THIS 3 MINUTE VIDEO IS PART OF YOUR PROPOSAL AND CONTAINS EVERYTHING YOU NEED TO KNOW ABOUT HOLDOWNS
This 40 Minute Video On Holdowns Will Tell You Everything You Might Want To Know And Then Some
This is an interesting video that shows the reaction of a house on a shake table before and after shear walls were built. Hold-Downs were not used. It takes a trained eye to know when and when not to use them.
What are Hold Downs?
Shear walls must resist lateral forces that would make the house slide off its foundation. At the same time the earthquake will try to flip the shear wall over. This is known as overturning. Overturning is resisted with special hardware called Hold-Downs. This video and text explain the basics behind overturning of shear walls and how Hold-Downs prevent this from happening. Watching the video first will make the text easier to understand.
Overturning forces primarily act upon tall shear walls, much as a tall chest of drawers flips over if pushed across the floor from the top. A short squat dresser will not have this tendency, which is why overturning of shear walls is not a major concern in most cripple wall retrofits. Generally, it is a waste of money to install overturning hardware, known as Hold-Downs, on short shear walls.

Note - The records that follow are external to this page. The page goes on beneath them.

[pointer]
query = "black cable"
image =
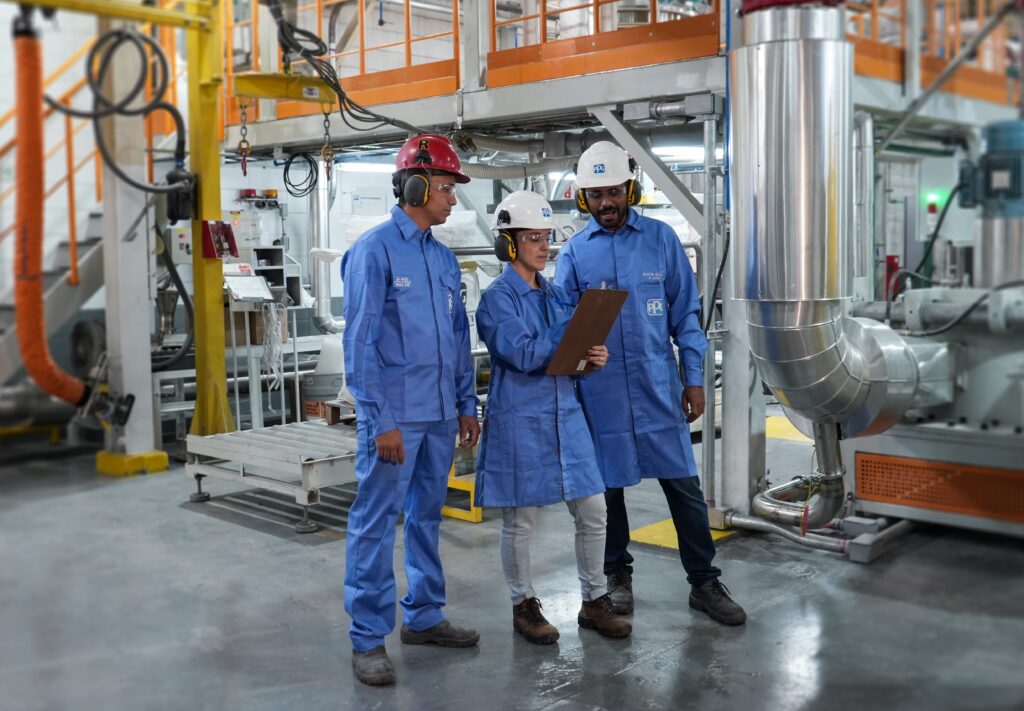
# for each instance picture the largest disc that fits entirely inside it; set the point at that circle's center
(938, 226)
(165, 364)
(306, 185)
(891, 292)
(967, 311)
(97, 65)
(710, 299)
(310, 48)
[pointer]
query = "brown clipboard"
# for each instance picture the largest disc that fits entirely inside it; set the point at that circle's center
(590, 325)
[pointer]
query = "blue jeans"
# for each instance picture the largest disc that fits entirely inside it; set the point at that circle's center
(689, 514)
(418, 488)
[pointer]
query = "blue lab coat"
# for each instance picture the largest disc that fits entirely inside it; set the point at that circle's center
(634, 405)
(408, 364)
(536, 448)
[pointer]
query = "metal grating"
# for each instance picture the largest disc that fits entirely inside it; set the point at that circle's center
(975, 491)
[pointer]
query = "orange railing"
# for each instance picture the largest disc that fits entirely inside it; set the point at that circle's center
(379, 61)
(551, 39)
(879, 32)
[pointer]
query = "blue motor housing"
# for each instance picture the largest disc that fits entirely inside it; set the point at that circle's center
(996, 181)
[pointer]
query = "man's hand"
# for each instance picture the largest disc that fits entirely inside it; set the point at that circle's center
(389, 447)
(469, 430)
(693, 403)
(598, 356)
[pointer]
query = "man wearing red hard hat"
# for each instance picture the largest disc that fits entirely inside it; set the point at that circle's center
(408, 364)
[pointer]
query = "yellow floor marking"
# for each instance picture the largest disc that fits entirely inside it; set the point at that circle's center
(779, 427)
(664, 534)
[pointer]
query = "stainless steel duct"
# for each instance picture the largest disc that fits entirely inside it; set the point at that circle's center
(792, 194)
(320, 270)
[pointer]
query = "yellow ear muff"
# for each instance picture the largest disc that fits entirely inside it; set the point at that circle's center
(633, 193)
(505, 248)
(582, 201)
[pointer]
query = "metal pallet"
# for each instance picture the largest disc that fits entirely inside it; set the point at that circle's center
(296, 459)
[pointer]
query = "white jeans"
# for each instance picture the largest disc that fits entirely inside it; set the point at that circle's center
(517, 524)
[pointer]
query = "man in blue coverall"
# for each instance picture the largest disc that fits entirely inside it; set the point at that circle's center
(637, 408)
(409, 366)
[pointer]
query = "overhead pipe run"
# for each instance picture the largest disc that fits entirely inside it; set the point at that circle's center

This is an example of a shear wall trying to overturn as shown by the half circle arrows. The weight of the house prevents the shear wall from overturning, so it does not need hold downs.

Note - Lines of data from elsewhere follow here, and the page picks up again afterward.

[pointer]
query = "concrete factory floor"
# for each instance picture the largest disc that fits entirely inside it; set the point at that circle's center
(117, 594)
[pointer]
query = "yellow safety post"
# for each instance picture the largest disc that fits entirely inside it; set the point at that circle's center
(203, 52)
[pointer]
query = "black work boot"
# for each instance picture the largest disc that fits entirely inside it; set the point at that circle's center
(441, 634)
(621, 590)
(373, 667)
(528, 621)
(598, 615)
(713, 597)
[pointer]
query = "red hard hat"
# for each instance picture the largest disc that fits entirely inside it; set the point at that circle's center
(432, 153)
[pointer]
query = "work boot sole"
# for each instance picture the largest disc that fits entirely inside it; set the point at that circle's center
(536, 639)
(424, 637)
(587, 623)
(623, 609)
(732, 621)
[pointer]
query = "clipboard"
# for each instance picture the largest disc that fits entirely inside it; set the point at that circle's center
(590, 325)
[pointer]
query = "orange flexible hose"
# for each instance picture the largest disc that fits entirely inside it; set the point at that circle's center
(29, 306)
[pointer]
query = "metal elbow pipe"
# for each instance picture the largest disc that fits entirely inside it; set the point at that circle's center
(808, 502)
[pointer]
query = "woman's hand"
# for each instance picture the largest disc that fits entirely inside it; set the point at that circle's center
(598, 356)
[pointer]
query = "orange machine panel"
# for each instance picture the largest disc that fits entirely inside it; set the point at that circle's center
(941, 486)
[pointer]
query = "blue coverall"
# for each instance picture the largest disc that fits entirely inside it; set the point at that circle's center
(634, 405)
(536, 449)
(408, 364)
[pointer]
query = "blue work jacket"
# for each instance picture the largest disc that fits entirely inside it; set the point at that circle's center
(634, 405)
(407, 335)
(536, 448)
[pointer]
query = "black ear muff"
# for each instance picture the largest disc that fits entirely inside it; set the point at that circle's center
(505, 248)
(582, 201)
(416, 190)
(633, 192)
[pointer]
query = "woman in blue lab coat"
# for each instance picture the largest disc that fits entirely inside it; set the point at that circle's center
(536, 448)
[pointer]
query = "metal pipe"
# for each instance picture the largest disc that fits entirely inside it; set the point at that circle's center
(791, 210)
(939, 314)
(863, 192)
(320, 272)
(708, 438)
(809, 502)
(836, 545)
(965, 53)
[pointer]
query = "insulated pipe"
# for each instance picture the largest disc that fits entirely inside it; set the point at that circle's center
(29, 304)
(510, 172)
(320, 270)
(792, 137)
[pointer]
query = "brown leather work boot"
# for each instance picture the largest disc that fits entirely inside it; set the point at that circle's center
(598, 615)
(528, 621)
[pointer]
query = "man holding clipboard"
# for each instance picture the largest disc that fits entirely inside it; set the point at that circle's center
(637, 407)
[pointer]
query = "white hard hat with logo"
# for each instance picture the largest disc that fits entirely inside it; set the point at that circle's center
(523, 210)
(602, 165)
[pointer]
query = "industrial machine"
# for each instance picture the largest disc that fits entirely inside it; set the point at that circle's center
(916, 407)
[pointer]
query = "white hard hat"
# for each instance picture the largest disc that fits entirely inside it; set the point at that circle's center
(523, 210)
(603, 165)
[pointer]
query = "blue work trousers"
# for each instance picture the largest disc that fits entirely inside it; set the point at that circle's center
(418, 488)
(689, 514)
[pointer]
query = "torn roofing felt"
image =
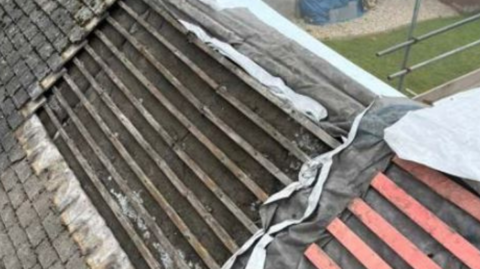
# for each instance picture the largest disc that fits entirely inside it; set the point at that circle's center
(345, 177)
(304, 72)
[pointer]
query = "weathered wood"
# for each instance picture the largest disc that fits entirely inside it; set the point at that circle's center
(247, 147)
(319, 258)
(463, 83)
(171, 142)
(225, 94)
(359, 249)
(299, 117)
(445, 235)
(140, 245)
(444, 187)
(224, 237)
(122, 183)
(220, 155)
(391, 236)
(146, 181)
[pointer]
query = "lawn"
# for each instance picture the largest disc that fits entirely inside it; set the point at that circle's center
(362, 51)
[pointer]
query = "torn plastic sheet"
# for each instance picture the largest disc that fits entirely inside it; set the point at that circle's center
(275, 20)
(304, 104)
(309, 175)
(445, 137)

When are Hold Downs Necessary?
If the earthquake force is strong enough the cripple wall is tall and will therefore tend to tip over. Usually, the weight of the house will prevent the overturning but if not, Hold-Downs are necessary.

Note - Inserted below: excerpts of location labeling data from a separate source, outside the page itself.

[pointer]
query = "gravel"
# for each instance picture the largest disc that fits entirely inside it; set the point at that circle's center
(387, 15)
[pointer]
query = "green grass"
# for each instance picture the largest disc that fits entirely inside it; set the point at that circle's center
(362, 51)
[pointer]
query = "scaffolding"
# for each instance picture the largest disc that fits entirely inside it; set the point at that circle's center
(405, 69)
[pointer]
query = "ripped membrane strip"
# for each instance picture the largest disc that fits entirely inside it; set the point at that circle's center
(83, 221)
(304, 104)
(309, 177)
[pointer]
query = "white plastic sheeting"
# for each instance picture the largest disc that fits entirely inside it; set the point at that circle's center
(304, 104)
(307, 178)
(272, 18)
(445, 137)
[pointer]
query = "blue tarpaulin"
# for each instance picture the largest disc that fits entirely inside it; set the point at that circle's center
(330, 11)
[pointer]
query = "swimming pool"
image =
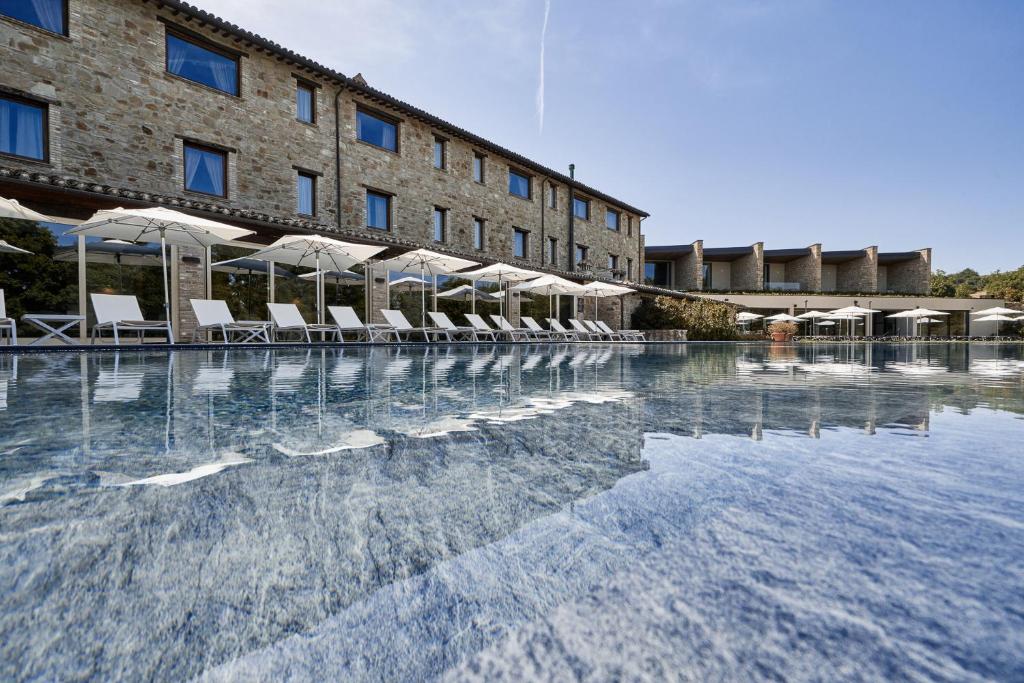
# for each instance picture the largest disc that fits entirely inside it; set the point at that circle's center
(555, 512)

This diagram explains the simple science behind overturning and when hold downs are required to resist it.
- 3,600 pounds of earthquake force are spread along the top of a 12′ long shear wall.
- Each linear foot must resist 300 pounds (3600#/12 linear feet) = 300# per linear foot.
- These 300 pounds per linear foot also applies to the two sides of the shear wall and try to overturn it.
- Upward force on the left side it is an overturning force, on the right side it is a downward or compression force.
- When the earthquake reverses direction, the compression arrow will become an overturning arrow and the overturning arrow will become a compression arrow.
- Hold-Downs resist the upward force that alternates between the two sides of the shear wall.
Why short and wide shear walls don’t need Hold Downs.
Here is an example of a shear wall overturning and the kind of damage that can occur. This drawing is exaggerated in order to illustrate what happens. Most of the damage occurs where the plywood lifts up and away from the mudsill.
Overturning of shear walls damages the plywood to mudsill connection.
The shear walls on either side of this garage door opening were tall and narrow which cause them to overturn.
The building on the left used to be two stories. This collapse was caused by overturning of tall, narrow shear walls on either side of the garage that could not resist the overturning forces. Even if this house were bolted, it would not have made any difference unless it had hold downs to resist this force.
Hold Downs resist overturning
The hold-down hardware shown at the ends of the shear wall in the figure above are designed to resist overturning forces. One hold down is connected to the vertical framing at each end.
As the shear wall tries to overturn, the left end of the shear wall pulls up on the hold down, which in turn pulls up on the hold down bolt, which in turn pulls up on the foundation. When the earthquake changes directions, the exact same thing happens but in the other direction.
The best way to make sure overturning is resisted is by adding new foundation on either side of the shear wall as shown below. The piece of hardware on the bottom right is a holdown and it is attached to a large mass of concrete underneath it. When the shear wall tries to overturn it pulls up on the concrete and the weight of the concrete keeps the wall from overturning.
When two shear walls adjoin each other it is critical to connect them together so they do not come apart. Notice how the shear wall on the right is overturning and pulling up on the common joint while the shear wall on the left is pushing down at the common joint. The pulling up force is called tension and the pushing down force is called compression. The green “Ls” represent holdowns that prevent this from happening.